02 BackgroundCollatz finite-block diagnostics

Background and notation

This section fixes the objects we compare: escape words, the iid 2-adic reference, and the coordinates we condition on. Nothing here is novel; it is recorded so the measurements in §4 are unambiguous.

2.1 Escape words

Work with the accelerated odd-to-odd map. For an odd \(n\), one step removes the factor of two from \(3n+1\):

\[ n \;\longmapsto\; \frac{3n+1}{2^{\,k}}, \qquad k = v_2(3n+1) \ge 1 . \]

Following a trajectory until it escapes the layer produces a finite sequence of valuations

\[ \mathbf{k} = (k_1, k_2, \dots, k_\tau), \qquad k_i \ge 1, \]

which we call the escape word; \(\tau\) is its length. The cumulative valuation is \(K_\tau = \sum_i k_i\). In log-magnitude terms each step contributes \(\log_2 3 - k_i\), so the partial sums of \(\log_2 3 - k_i\) describe the trajectory's descent; this is the path we summarize by shape features below.

2.2 The two measures being compared

We compare two distributions over escape words inside each conditioning cell:

actual — words of finite integers, enumerated from exhaustive residue-status caches over odd residues up to \(2^{\text{power}}\), for power in \(\{24,\dots,28\}\). Trajectories flagged ESCAPE are traced and weighted by their layer mass.
iid — words sampled from the iid 2-adic reference: valuations drawn from a tilted geometric-like law (tilted_k) independently at each step, with importance weights that match the layer geometry. The reference is the null against which "actual" is measured.

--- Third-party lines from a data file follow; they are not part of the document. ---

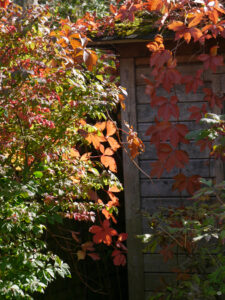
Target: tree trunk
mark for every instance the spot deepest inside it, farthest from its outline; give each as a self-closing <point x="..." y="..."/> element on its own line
<point x="26" y="3"/>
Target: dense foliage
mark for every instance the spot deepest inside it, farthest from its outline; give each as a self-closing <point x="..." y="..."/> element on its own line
<point x="197" y="231"/>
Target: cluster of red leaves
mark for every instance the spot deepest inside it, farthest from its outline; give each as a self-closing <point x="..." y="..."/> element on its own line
<point x="104" y="234"/>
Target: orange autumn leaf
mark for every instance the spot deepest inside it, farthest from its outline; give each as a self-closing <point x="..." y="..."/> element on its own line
<point x="119" y="259"/>
<point x="113" y="143"/>
<point x="74" y="153"/>
<point x="110" y="128"/>
<point x="114" y="200"/>
<point x="103" y="234"/>
<point x="100" y="125"/>
<point x="109" y="162"/>
<point x="4" y="3"/>
<point x="96" y="139"/>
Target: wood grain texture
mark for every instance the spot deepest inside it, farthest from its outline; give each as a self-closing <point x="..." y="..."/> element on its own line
<point x="132" y="190"/>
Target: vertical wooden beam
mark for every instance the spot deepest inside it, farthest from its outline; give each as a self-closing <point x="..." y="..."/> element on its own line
<point x="132" y="189"/>
<point x="217" y="87"/>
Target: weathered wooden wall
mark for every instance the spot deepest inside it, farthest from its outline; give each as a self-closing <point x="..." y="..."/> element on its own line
<point x="146" y="270"/>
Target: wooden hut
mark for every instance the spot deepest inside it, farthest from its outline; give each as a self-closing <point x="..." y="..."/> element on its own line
<point x="144" y="269"/>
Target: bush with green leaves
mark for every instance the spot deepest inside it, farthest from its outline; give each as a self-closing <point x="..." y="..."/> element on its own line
<point x="56" y="95"/>
<point x="196" y="231"/>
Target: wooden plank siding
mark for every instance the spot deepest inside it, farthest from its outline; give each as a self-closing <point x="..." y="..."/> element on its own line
<point x="159" y="193"/>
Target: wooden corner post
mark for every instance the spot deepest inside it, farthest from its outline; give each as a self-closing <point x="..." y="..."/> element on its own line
<point x="132" y="189"/>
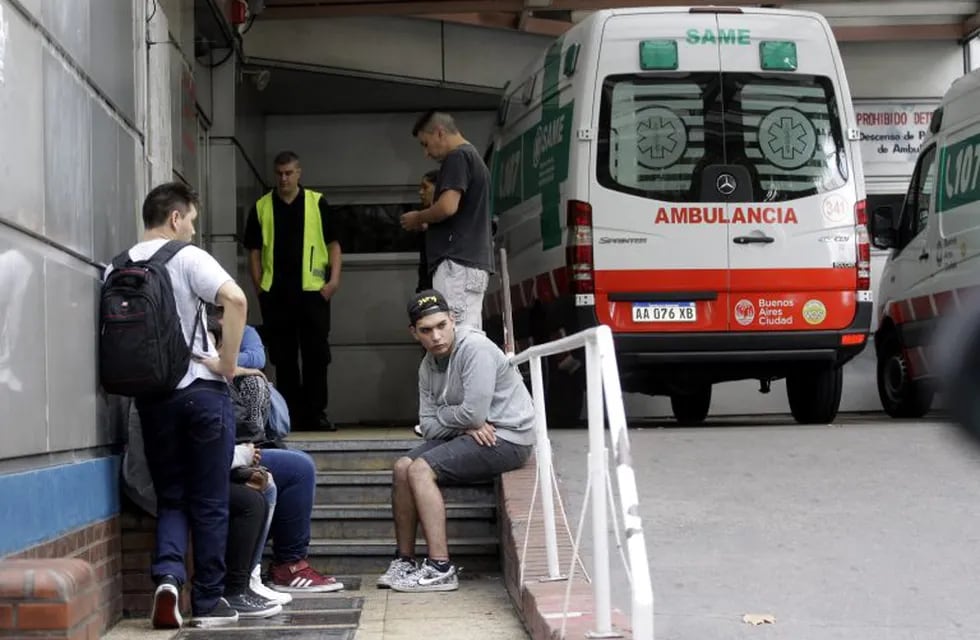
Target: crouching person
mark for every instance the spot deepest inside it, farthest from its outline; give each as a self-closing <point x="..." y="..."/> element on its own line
<point x="477" y="419"/>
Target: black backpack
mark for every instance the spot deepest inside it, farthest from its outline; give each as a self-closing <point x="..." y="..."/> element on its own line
<point x="142" y="350"/>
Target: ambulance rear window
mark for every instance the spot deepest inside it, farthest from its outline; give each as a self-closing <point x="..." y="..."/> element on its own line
<point x="659" y="131"/>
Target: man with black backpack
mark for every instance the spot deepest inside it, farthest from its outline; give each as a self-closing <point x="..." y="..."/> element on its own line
<point x="154" y="347"/>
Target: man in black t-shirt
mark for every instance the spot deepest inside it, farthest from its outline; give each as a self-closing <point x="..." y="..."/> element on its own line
<point x="458" y="242"/>
<point x="295" y="261"/>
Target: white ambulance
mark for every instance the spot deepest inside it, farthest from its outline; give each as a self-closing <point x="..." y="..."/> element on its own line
<point x="934" y="264"/>
<point x="690" y="177"/>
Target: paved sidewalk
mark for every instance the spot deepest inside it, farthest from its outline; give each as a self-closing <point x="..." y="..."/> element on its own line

Framing Throughout this paper, the object of study is the discrepancy between actual and iid inside a state, not either measure on its own. Every reported quantity (AUC, RMSE, survival, residual) is a comparison.

2.3 Valuation categories and blocks

Raw valuations are bucketed into three categories,

\[ \text{k\_cat}(k) = \begin{cases} \texttt{"1"} & k = 1 \\ \texttt{"2"} & k = 2 \\ \texttt{"3+"} & k \ge 3, \end{cases} \]

and a block of length \(L\) is a window of \(L\) consecutive categories. There are \(3^L\) possible blocks; we use \(L \in \{3,4,5,6\}\). The coarse bucketing keeps the per-block support small enough to estimate from samples while still resolving the short-range structure that the one-step view misses.

2.4 Why a finite-block view at all

Previous analyses suggest that the discrepancy is not adequately captured by any single low-order summary: not by \(K_\tau\), not by \(\tau\), not by mean valuation or cumulative drift, and that one-step transitions are close to iid. In the regression baseline used here those covariates together separate actual from iid only marginally (AUC \(\approx 0.50\); see §4). This naturally leads to the finite-block question: if the deviation is not one-step and is not adequately captured by these scalars, does it live in short multi-step patterns, and if so can those patterns be turned into a generator?

The remainder of the paper answers: the deviation does show up in short blocks (diagnostically), but turning the blocks into a generator fails in the two ways we tried.